MERIDEN, Kansas (WIBW) -- School shootings, from Columbine to the more recent Connecticut and Nevada tragedies, have school administrators calling for safer schools.
Of course it's important to have measures in place to keep intruders out of schools, but what happens when they get in?
Jefferson West High School and local authorities tested its resources to see if they could avert a crisis, should it ever happen.
"Within the incident, we ended up having 6 fatalities, 5 critical and the rest were minor injuries," Director of Jefferson County Emergency Management Mike Baxter said.
These aren't real numbers, and no one really died at Jefferson West High School Friday. It was a county-wide drill that played out by local law enforcement and emergency management. All county resources were called, as if a real incident occurred.
They would allow 13 News any closer to the actual drill, but tell us they had three active shooters enter the high school with simunition weapons, where 20 students and faculty members acted out death and injury scenarios.
"When it was happening it was kind of intense," Senior Taylor Bahn said. He said they each got a note card telling them which role to play. His card said he would receive a gun shot wound to the head. Covered in red corn syrup, he told us what happened inside the school.
"As the police officers go by you need to be screaming and yelling out 'help me! help me!' and try to grab their leg like you would in a real-life situation."
Other students involved in the simulation said there was a hostage room where the "intruders" held students and their teacher.
"You didn't know what to do. When some of the people that were uninjured were supposed to run back and they were running, they were like 'don't shoot! don't shoot!' And the police officers told them to get on the ground. It seemed pretty real from where I was at," Bahn said.
More than ten agencies helped in responding and taking down the "intruders."
EMS and paramedics crews cleared each of the rooms and set up triage areas to assess damage and those injured and dead.
Baxter, along with other Emergency Management personnel and dispatch, were back at the fire house down the street from the high school communicating back and forth.

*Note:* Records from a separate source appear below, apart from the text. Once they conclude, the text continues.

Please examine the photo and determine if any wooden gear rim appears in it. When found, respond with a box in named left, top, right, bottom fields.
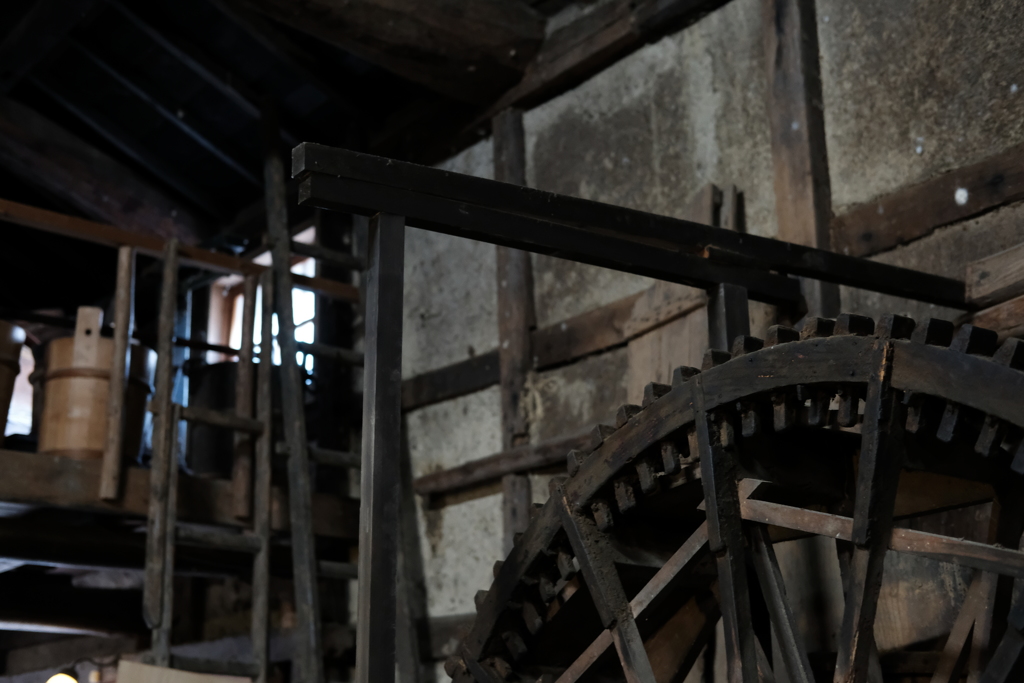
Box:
left=456, top=318, right=1024, bottom=683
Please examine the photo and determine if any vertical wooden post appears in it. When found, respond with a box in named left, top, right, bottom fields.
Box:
left=99, top=242, right=135, bottom=501
left=231, top=275, right=258, bottom=519
left=763, top=0, right=840, bottom=317
left=142, top=239, right=178, bottom=643
left=246, top=270, right=273, bottom=683
left=355, top=214, right=406, bottom=683
left=492, top=110, right=537, bottom=554
left=262, top=106, right=321, bottom=683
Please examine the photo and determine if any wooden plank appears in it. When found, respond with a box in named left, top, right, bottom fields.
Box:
left=413, top=429, right=591, bottom=496
left=230, top=0, right=544, bottom=104
left=688, top=375, right=758, bottom=683
left=262, top=104, right=323, bottom=683
left=231, top=275, right=258, bottom=519
left=299, top=171, right=802, bottom=305
left=401, top=349, right=501, bottom=412
left=556, top=486, right=654, bottom=683
left=292, top=142, right=965, bottom=307
left=967, top=240, right=1024, bottom=306
left=142, top=239, right=178, bottom=634
left=0, top=99, right=208, bottom=244
left=750, top=525, right=814, bottom=683
left=0, top=194, right=359, bottom=303
left=965, top=295, right=1024, bottom=340
left=99, top=247, right=135, bottom=501
left=355, top=214, right=406, bottom=683
left=492, top=110, right=537, bottom=555
left=0, top=450, right=358, bottom=539
left=833, top=144, right=1024, bottom=256
left=250, top=271, right=273, bottom=683
left=480, top=0, right=724, bottom=121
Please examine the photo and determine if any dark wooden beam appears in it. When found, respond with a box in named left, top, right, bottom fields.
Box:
left=413, top=429, right=591, bottom=496
left=831, top=144, right=1024, bottom=256
left=479, top=0, right=726, bottom=120
left=0, top=99, right=208, bottom=245
left=0, top=451, right=357, bottom=539
left=228, top=0, right=544, bottom=104
left=762, top=0, right=840, bottom=317
left=0, top=0, right=97, bottom=96
left=292, top=143, right=967, bottom=308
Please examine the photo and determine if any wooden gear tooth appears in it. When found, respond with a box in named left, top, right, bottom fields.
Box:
left=615, top=403, right=643, bottom=429
left=522, top=600, right=544, bottom=635
left=636, top=458, right=659, bottom=496
left=662, top=440, right=680, bottom=474
left=555, top=550, right=575, bottom=579
left=771, top=391, right=797, bottom=432
left=874, top=313, right=918, bottom=339
left=800, top=317, right=836, bottom=339
left=643, top=382, right=672, bottom=408
left=502, top=631, right=528, bottom=661
left=910, top=317, right=953, bottom=346
left=730, top=335, right=765, bottom=358
left=765, top=325, right=800, bottom=347
left=590, top=501, right=615, bottom=531
left=833, top=313, right=874, bottom=337
left=700, top=348, right=732, bottom=372
left=565, top=450, right=587, bottom=477
left=672, top=366, right=700, bottom=387
left=614, top=479, right=637, bottom=513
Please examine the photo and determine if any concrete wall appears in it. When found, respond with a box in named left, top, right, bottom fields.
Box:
left=403, top=0, right=1024, bottom=669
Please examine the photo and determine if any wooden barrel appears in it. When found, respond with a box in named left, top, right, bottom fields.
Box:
left=39, top=309, right=157, bottom=460
left=0, top=321, right=25, bottom=424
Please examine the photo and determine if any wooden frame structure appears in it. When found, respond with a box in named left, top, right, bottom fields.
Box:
left=292, top=143, right=973, bottom=682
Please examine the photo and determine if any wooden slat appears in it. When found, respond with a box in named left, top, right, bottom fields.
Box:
left=833, top=144, right=1024, bottom=256
left=99, top=247, right=135, bottom=501
left=750, top=525, right=814, bottom=683
left=262, top=103, right=324, bottom=683
left=688, top=375, right=758, bottom=683
left=967, top=240, right=1024, bottom=306
left=0, top=450, right=358, bottom=539
left=355, top=214, right=406, bottom=683
left=413, top=429, right=590, bottom=496
left=0, top=194, right=359, bottom=303
left=401, top=349, right=500, bottom=412
left=765, top=0, right=840, bottom=317
left=556, top=486, right=654, bottom=683
left=231, top=275, right=258, bottom=519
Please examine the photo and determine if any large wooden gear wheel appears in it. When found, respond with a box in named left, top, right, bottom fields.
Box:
left=445, top=315, right=1024, bottom=683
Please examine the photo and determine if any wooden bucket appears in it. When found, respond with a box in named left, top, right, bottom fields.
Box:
left=0, top=321, right=25, bottom=424
left=39, top=307, right=157, bottom=460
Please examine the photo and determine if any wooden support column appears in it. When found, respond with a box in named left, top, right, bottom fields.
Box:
left=261, top=106, right=324, bottom=683
left=231, top=275, right=258, bottom=519
left=492, top=110, right=537, bottom=554
left=99, top=247, right=135, bottom=501
left=762, top=0, right=840, bottom=317
left=355, top=214, right=406, bottom=683
left=690, top=375, right=759, bottom=683
left=834, top=338, right=903, bottom=683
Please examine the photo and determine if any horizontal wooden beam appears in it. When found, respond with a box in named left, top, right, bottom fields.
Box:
left=967, top=240, right=1024, bottom=306
left=479, top=0, right=727, bottom=122
left=225, top=0, right=544, bottom=104
left=413, top=430, right=591, bottom=496
left=740, top=499, right=1024, bottom=578
left=401, top=349, right=499, bottom=412
left=0, top=450, right=359, bottom=539
left=0, top=200, right=359, bottom=303
left=292, top=143, right=968, bottom=308
left=831, top=144, right=1024, bottom=256
left=0, top=99, right=209, bottom=245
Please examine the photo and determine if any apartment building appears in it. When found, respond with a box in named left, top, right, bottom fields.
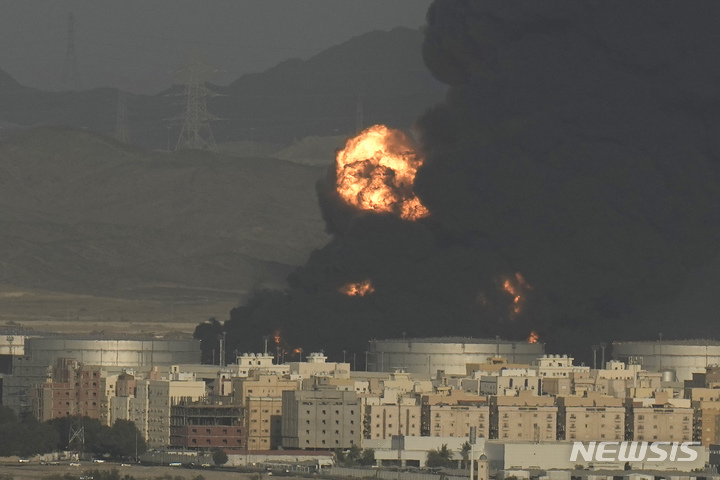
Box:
left=232, top=373, right=299, bottom=405
left=689, top=387, right=720, bottom=446
left=557, top=392, right=625, bottom=441
left=490, top=390, right=558, bottom=442
left=282, top=388, right=363, bottom=449
left=144, top=380, right=205, bottom=448
left=245, top=396, right=282, bottom=450
left=422, top=403, right=490, bottom=438
left=627, top=392, right=694, bottom=442
left=363, top=399, right=421, bottom=440
left=31, top=358, right=107, bottom=424
left=170, top=402, right=246, bottom=450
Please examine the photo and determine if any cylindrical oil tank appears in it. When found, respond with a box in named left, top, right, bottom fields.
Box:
left=25, top=336, right=200, bottom=367
left=612, top=340, right=720, bottom=382
left=368, top=337, right=545, bottom=377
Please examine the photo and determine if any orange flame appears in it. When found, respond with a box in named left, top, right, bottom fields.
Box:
left=503, top=273, right=532, bottom=315
left=340, top=280, right=375, bottom=297
left=335, top=125, right=429, bottom=220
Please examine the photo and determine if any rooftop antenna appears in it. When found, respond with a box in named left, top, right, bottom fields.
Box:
left=68, top=424, right=85, bottom=457
left=172, top=50, right=220, bottom=151
left=62, top=12, right=80, bottom=90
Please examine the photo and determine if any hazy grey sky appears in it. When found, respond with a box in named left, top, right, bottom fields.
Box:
left=0, top=0, right=431, bottom=92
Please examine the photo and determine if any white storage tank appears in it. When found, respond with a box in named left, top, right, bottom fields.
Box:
left=368, top=337, right=545, bottom=377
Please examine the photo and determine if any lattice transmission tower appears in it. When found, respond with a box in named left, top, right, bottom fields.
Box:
left=62, top=12, right=80, bottom=90
left=115, top=90, right=129, bottom=143
left=172, top=50, right=220, bottom=151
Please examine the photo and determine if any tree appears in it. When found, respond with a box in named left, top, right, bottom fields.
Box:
left=358, top=448, right=377, bottom=466
left=335, top=445, right=363, bottom=467
left=213, top=448, right=228, bottom=465
left=426, top=444, right=453, bottom=468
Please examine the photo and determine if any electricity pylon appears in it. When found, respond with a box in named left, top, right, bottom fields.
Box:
left=172, top=50, right=220, bottom=151
left=62, top=12, right=80, bottom=90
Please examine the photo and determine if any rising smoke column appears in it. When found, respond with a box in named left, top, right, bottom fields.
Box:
left=221, top=0, right=720, bottom=360
left=416, top=0, right=720, bottom=343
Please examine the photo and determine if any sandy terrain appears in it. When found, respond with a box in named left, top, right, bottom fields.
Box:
left=0, top=287, right=238, bottom=335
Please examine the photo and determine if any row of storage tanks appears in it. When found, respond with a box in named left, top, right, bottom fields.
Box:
left=0, top=332, right=200, bottom=368
left=368, top=338, right=720, bottom=381
left=0, top=332, right=720, bottom=381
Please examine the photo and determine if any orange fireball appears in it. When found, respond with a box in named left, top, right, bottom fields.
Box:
left=340, top=280, right=375, bottom=297
left=335, top=125, right=429, bottom=220
left=502, top=273, right=532, bottom=315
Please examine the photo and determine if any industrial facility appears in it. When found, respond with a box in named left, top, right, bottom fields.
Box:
left=2, top=333, right=200, bottom=411
left=368, top=337, right=545, bottom=377
left=612, top=339, right=720, bottom=381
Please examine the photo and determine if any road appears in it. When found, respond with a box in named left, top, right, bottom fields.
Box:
left=0, top=462, right=278, bottom=480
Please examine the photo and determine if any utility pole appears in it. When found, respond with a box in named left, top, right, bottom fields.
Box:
left=590, top=345, right=598, bottom=370
left=172, top=50, right=220, bottom=151
left=62, top=12, right=80, bottom=90
left=218, top=333, right=227, bottom=367
left=355, top=93, right=364, bottom=133
left=468, top=427, right=477, bottom=480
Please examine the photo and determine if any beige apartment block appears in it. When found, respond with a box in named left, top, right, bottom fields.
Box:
left=490, top=390, right=558, bottom=442
left=232, top=374, right=299, bottom=404
left=245, top=397, right=282, bottom=450
left=363, top=403, right=421, bottom=440
left=557, top=392, right=625, bottom=441
left=465, top=357, right=530, bottom=377
left=628, top=392, right=694, bottom=442
left=690, top=388, right=720, bottom=446
left=536, top=355, right=590, bottom=378
left=480, top=369, right=542, bottom=396
left=423, top=403, right=490, bottom=438
left=282, top=388, right=363, bottom=449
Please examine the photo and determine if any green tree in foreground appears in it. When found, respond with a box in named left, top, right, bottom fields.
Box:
left=213, top=448, right=228, bottom=465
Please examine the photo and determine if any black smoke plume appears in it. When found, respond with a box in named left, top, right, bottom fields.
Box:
left=210, top=0, right=720, bottom=355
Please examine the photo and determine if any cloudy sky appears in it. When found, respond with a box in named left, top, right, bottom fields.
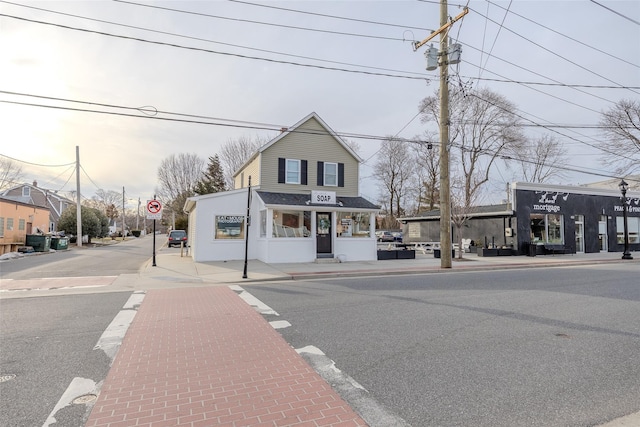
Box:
left=0, top=0, right=640, bottom=207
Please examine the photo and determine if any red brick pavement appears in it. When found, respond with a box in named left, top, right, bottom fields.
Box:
left=86, top=287, right=366, bottom=427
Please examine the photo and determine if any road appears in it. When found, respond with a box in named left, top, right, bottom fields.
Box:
left=243, top=264, right=640, bottom=426
left=0, top=237, right=158, bottom=427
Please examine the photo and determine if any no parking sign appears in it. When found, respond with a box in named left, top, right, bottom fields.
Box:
left=147, top=199, right=162, bottom=219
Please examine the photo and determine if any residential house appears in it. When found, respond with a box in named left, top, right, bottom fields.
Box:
left=185, top=113, right=379, bottom=263
left=2, top=181, right=75, bottom=233
left=0, top=196, right=49, bottom=255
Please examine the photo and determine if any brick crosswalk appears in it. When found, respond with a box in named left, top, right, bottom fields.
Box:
left=86, top=287, right=366, bottom=427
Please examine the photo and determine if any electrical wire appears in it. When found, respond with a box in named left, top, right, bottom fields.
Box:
left=0, top=14, right=429, bottom=82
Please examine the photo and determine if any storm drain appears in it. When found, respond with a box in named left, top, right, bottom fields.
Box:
left=0, top=374, right=16, bottom=383
left=71, top=393, right=98, bottom=405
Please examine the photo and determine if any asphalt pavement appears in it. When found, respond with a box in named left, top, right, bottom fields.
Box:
left=0, top=248, right=640, bottom=427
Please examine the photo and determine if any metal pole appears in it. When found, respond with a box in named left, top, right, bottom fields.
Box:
left=440, top=0, right=451, bottom=268
left=76, top=145, right=82, bottom=247
left=242, top=175, right=251, bottom=279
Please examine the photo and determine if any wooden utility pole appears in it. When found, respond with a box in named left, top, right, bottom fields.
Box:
left=76, top=145, right=82, bottom=247
left=440, top=0, right=452, bottom=268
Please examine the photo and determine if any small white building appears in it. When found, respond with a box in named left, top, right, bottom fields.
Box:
left=185, top=113, right=380, bottom=263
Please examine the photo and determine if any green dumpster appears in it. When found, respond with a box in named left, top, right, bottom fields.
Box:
left=51, top=237, right=69, bottom=251
left=25, top=234, right=51, bottom=252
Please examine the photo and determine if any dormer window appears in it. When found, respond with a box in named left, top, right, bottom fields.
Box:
left=324, top=162, right=338, bottom=187
left=278, top=157, right=307, bottom=185
left=285, top=159, right=300, bottom=184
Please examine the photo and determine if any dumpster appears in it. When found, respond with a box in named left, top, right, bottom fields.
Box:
left=25, top=234, right=51, bottom=252
left=51, top=237, right=69, bottom=251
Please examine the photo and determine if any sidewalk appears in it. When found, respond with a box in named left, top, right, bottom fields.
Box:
left=86, top=251, right=640, bottom=427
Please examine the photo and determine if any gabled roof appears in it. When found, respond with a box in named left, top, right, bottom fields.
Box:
left=257, top=191, right=380, bottom=210
left=233, top=112, right=362, bottom=177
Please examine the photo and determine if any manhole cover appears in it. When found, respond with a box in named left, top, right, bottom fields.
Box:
left=0, top=374, right=16, bottom=383
left=72, top=394, right=98, bottom=405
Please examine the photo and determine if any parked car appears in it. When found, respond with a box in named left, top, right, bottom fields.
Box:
left=167, top=230, right=187, bottom=247
left=376, top=231, right=395, bottom=242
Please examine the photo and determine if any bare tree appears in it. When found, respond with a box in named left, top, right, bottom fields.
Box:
left=600, top=99, right=640, bottom=175
left=220, top=136, right=269, bottom=189
left=507, top=135, right=567, bottom=182
left=374, top=138, right=415, bottom=229
left=413, top=134, right=440, bottom=213
left=451, top=178, right=481, bottom=259
left=420, top=89, right=523, bottom=204
left=0, top=156, right=22, bottom=190
left=157, top=153, right=206, bottom=221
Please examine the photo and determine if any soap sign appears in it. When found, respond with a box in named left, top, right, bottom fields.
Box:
left=311, top=190, right=336, bottom=205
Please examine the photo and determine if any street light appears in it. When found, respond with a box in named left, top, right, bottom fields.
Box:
left=618, top=179, right=633, bottom=259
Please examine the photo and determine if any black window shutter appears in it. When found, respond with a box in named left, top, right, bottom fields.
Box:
left=317, top=162, right=324, bottom=186
left=300, top=160, right=307, bottom=185
left=278, top=157, right=286, bottom=184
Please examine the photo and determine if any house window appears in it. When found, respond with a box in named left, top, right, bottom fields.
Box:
left=616, top=216, right=640, bottom=245
left=317, top=162, right=344, bottom=187
left=530, top=214, right=564, bottom=244
left=324, top=163, right=338, bottom=187
left=285, top=159, right=300, bottom=184
left=271, top=210, right=311, bottom=237
left=336, top=212, right=371, bottom=237
left=214, top=215, right=244, bottom=239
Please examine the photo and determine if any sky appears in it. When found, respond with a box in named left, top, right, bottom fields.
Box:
left=0, top=0, right=640, bottom=207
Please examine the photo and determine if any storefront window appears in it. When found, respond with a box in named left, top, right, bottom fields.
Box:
left=616, top=216, right=640, bottom=245
left=336, top=212, right=371, bottom=237
left=272, top=210, right=311, bottom=237
left=260, top=210, right=267, bottom=237
left=215, top=215, right=244, bottom=239
left=530, top=214, right=564, bottom=244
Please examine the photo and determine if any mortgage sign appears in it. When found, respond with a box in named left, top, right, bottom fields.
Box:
left=147, top=200, right=162, bottom=219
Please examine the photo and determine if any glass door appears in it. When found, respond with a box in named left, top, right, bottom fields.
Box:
left=598, top=215, right=609, bottom=252
left=576, top=215, right=584, bottom=253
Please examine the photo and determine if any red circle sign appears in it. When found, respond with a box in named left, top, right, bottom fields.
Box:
left=147, top=200, right=162, bottom=214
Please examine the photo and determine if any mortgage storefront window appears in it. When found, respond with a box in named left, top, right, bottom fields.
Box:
left=616, top=216, right=640, bottom=245
left=336, top=212, right=371, bottom=237
left=530, top=214, right=564, bottom=244
left=271, top=210, right=311, bottom=237
left=215, top=215, right=245, bottom=239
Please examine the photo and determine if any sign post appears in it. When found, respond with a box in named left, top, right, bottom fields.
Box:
left=147, top=199, right=162, bottom=267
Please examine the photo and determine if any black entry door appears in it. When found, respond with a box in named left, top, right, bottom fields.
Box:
left=316, top=212, right=331, bottom=255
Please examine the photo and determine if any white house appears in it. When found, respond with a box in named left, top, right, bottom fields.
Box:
left=185, top=113, right=379, bottom=263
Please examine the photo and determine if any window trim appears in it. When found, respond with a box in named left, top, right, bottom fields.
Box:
left=322, top=162, right=338, bottom=187
left=284, top=159, right=302, bottom=185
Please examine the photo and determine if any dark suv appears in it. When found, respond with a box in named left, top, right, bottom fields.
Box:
left=167, top=230, right=187, bottom=247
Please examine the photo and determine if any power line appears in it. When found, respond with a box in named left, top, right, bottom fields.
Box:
left=0, top=0, right=424, bottom=76
left=591, top=0, right=640, bottom=25
left=0, top=153, right=75, bottom=168
left=113, top=0, right=404, bottom=41
left=0, top=14, right=428, bottom=81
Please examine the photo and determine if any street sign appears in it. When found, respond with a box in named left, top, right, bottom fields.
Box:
left=147, top=200, right=162, bottom=219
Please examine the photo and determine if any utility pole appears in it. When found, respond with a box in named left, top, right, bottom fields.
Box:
left=76, top=145, right=82, bottom=247
left=122, top=186, right=125, bottom=240
left=440, top=0, right=451, bottom=268
left=413, top=0, right=469, bottom=268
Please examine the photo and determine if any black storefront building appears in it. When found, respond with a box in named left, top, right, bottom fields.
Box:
left=401, top=183, right=640, bottom=255
left=512, top=183, right=640, bottom=254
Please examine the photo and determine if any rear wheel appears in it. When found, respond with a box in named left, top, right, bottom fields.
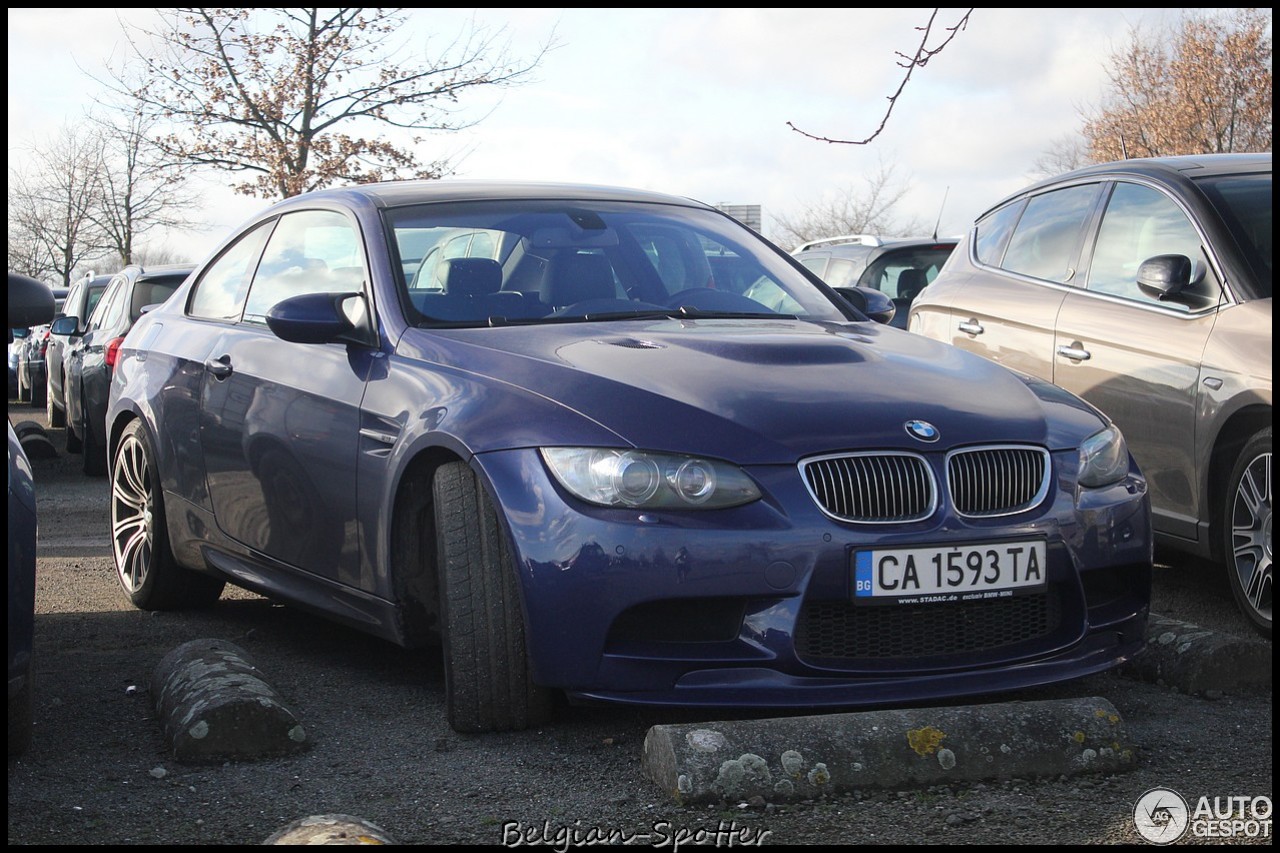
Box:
left=433, top=462, right=552, bottom=733
left=111, top=420, right=224, bottom=610
left=1222, top=427, right=1272, bottom=637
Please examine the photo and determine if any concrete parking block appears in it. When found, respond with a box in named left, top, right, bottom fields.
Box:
left=262, top=815, right=396, bottom=844
left=1120, top=615, right=1271, bottom=694
left=641, top=697, right=1137, bottom=803
left=151, top=639, right=310, bottom=762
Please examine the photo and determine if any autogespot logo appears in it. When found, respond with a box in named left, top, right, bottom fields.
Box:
left=904, top=420, right=942, bottom=443
left=1133, top=788, right=1190, bottom=844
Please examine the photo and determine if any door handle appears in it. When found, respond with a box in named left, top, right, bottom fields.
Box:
left=1057, top=342, right=1091, bottom=361
left=205, top=355, right=232, bottom=379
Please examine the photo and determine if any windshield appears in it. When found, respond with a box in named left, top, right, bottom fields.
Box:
left=1197, top=172, right=1274, bottom=298
left=385, top=200, right=849, bottom=325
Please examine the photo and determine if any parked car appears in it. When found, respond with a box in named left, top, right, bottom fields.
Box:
left=45, top=273, right=111, bottom=427
left=106, top=181, right=1152, bottom=731
left=52, top=264, right=193, bottom=475
left=791, top=234, right=959, bottom=329
left=9, top=327, right=31, bottom=402
left=5, top=273, right=54, bottom=757
left=18, top=287, right=68, bottom=407
left=910, top=154, right=1274, bottom=637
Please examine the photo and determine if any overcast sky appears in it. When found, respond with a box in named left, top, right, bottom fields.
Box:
left=9, top=8, right=1218, bottom=260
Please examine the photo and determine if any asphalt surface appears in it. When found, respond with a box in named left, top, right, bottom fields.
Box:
left=8, top=401, right=1272, bottom=849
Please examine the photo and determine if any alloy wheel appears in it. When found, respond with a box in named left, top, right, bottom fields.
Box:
left=111, top=434, right=155, bottom=594
left=1231, top=452, right=1272, bottom=622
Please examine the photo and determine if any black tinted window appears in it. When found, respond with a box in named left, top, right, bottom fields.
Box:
left=244, top=210, right=366, bottom=319
left=1089, top=183, right=1216, bottom=309
left=1197, top=172, right=1275, bottom=298
left=187, top=220, right=275, bottom=320
left=1001, top=184, right=1098, bottom=282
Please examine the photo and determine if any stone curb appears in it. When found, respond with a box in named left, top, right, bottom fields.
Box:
left=262, top=815, right=396, bottom=844
left=151, top=639, right=310, bottom=762
left=641, top=697, right=1137, bottom=803
left=1120, top=615, right=1271, bottom=694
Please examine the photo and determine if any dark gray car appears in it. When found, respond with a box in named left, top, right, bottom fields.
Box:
left=909, top=154, right=1274, bottom=637
left=52, top=264, right=193, bottom=474
left=45, top=273, right=111, bottom=427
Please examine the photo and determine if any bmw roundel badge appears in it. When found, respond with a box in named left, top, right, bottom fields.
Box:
left=905, top=420, right=942, bottom=443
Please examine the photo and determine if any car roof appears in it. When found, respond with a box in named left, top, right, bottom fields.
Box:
left=254, top=178, right=714, bottom=210
left=116, top=264, right=196, bottom=282
left=978, top=152, right=1271, bottom=219
left=791, top=237, right=959, bottom=255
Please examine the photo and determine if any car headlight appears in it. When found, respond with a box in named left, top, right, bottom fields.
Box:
left=1078, top=427, right=1129, bottom=488
left=543, top=447, right=760, bottom=510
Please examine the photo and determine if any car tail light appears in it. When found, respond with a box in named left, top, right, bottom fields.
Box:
left=102, top=336, right=124, bottom=370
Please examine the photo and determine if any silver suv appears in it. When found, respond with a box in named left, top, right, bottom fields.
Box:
left=909, top=154, right=1274, bottom=637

"Overall I think it went real well," Baxter said. "We did have a few issues, nothing major. They're issues we deal with everyday. Communications is a big problem in the county. Radio communication played a significant role in this."
After the simulation was over, everyone reconvened at the fire house to discuss what happened.
Those working dispatch said they had issues disseminating information coming in over the radios and who was responding to the scene. Everyone had issues with cell phone and radio connections.
"For our resources available we did really well. For an incident of this nature we rely on outside agencies to come help," Baxter said.
He said the kids were great and thought they got an accurate feeling of what would really occur.
"It was a good thing to do," Bahn said. "When we do the drills at school not everyone tends to take it as serious as you should, but I think it's an eye-opener. People will take it more seriously if you show them what it's about."
Bahn said it would make him feel safer.
Jefferson County Sheriff's Deputies, Potawatomi Tribal Indian Nation Police, Kansas Highway Patrol, Jefferson County EMS, Jefferson County Emergency Management, Jefferson County 911 Communications, Meriden Police Department, Rock Creek Fire Department, Osawkie Fire Department and Kaw Fire Department all assisted in Friday's drill.
Baxter said they will all assess its strengths and weaknesses and what needs to be done for next time.
More drills took place throughout the afternoon. Emergency Management will begin to plan another drill at another school in six months.